|Current mood:|| cranky|
|Current music:||'Are you happy now?' Michelle Branch|
Well, I left on Friday night to go to Holiday World in Indiana with my youth group. I was all excited cuz I didn't have to work that day...Long behold, I got called in cuz Donna quit. I worked for 4 hours before having to rush home, take a shower, register for school, do laundry and pack before I had to meet at church at 5 pm. On the way down there, we passed Eric's house and I couldn't help but miss him. I really do think about him a lot. I miss him. We had fun at Holiday World but I got a little sunburned. I even flirted with Tim a while. I really do like him. Before, I just thought he was cute, but after hanging out with him for a while I really think he is funny, nice, and pretty easygoing. I don't know though, going out with the pastor's son might not be too good of an idea, and I'm sure Alicia won't like it. She might think that's the only reason I'm friends with her (which is not true). I didnt' get much sleep while I was away, so I'm crabby and tired.
I called Eric today and told him that I still have his jersey so he needs to figure out what to do. I really do miss him. I realized that when I had to force myself to flirt with other guys. Eric is the one I want, but I already blew my chances with him, and he already blew them with me. We're over but I just can't accept it.

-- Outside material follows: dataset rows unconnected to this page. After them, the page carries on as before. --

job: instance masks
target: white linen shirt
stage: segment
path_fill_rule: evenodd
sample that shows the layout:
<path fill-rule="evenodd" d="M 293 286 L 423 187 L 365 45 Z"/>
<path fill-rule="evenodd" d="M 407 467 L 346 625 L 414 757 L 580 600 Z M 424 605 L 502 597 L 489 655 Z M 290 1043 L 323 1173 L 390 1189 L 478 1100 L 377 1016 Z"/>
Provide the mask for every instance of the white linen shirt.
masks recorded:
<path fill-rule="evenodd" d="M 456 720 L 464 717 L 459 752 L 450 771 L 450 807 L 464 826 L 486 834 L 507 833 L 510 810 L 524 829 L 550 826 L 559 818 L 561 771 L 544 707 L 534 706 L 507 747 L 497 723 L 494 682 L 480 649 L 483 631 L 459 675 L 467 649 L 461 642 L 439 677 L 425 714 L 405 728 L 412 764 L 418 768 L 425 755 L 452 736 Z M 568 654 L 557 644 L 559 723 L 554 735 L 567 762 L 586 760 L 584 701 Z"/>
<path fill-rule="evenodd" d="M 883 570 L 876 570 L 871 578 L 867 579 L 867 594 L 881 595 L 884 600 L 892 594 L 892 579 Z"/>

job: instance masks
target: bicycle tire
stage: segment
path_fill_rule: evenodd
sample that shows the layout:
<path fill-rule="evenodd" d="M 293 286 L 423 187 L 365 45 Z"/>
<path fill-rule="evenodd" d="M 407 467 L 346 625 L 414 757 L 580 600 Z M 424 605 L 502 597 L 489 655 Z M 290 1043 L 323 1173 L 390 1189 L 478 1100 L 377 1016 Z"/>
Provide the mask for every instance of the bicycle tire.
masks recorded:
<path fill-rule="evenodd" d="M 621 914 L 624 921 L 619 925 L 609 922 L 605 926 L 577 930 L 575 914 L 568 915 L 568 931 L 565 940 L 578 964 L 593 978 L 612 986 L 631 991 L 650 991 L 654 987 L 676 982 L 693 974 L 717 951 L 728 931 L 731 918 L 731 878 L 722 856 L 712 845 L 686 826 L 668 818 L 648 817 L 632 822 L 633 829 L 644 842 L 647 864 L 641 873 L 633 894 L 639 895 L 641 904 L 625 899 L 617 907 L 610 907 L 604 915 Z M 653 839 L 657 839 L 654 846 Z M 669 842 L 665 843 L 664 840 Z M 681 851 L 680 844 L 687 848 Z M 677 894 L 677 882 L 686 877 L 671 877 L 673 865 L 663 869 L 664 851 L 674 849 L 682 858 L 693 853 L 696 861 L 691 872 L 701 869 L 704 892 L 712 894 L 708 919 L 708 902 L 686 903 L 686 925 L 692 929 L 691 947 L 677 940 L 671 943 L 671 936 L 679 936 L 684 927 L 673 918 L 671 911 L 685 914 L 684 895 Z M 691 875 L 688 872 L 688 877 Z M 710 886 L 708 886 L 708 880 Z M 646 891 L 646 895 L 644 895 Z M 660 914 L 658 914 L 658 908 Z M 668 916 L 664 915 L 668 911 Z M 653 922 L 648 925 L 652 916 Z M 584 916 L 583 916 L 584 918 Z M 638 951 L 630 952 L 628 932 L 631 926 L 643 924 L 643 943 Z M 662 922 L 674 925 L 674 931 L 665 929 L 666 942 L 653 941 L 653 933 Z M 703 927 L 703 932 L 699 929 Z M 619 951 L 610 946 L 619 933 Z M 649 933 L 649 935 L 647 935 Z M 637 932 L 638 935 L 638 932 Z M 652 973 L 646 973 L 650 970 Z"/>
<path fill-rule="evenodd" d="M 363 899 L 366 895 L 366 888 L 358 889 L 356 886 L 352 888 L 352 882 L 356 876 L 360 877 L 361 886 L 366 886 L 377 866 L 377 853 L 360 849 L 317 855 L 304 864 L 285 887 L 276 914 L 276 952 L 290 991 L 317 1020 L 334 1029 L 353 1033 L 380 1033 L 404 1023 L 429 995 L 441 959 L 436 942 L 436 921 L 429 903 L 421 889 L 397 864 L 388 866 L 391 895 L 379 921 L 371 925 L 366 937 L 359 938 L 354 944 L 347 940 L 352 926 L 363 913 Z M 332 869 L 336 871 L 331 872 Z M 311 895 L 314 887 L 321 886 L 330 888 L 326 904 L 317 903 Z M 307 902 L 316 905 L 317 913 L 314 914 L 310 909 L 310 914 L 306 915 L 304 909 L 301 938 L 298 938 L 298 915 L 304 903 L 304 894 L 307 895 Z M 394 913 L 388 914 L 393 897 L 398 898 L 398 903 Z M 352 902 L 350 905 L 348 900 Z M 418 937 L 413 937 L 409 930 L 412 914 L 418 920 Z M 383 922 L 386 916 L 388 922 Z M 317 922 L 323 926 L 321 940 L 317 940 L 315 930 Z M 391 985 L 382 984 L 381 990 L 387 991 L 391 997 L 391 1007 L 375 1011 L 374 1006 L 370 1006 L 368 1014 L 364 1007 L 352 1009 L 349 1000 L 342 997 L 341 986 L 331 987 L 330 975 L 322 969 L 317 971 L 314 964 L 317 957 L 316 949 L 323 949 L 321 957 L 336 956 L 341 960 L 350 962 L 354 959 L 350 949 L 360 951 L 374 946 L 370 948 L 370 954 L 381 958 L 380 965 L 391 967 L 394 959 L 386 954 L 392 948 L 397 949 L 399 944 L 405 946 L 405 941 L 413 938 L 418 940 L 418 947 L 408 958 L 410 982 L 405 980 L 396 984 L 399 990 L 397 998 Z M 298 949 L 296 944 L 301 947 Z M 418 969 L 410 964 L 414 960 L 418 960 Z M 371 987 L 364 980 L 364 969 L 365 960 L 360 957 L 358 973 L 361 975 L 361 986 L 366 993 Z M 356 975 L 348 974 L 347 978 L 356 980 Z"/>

Tomorrow I have volleyball tryouts but I'm still confused whether I should try out or not. In my heart I know that my senior year won't be the same without one of the things I love the most, but at the same time I'm unsure what it would feel like it if wasn't there. Anyways, I'm still undecided. Only 17 hours left to decided and I'm still torn. I wish things were easier than this, but that wouldn't be any fun now would it?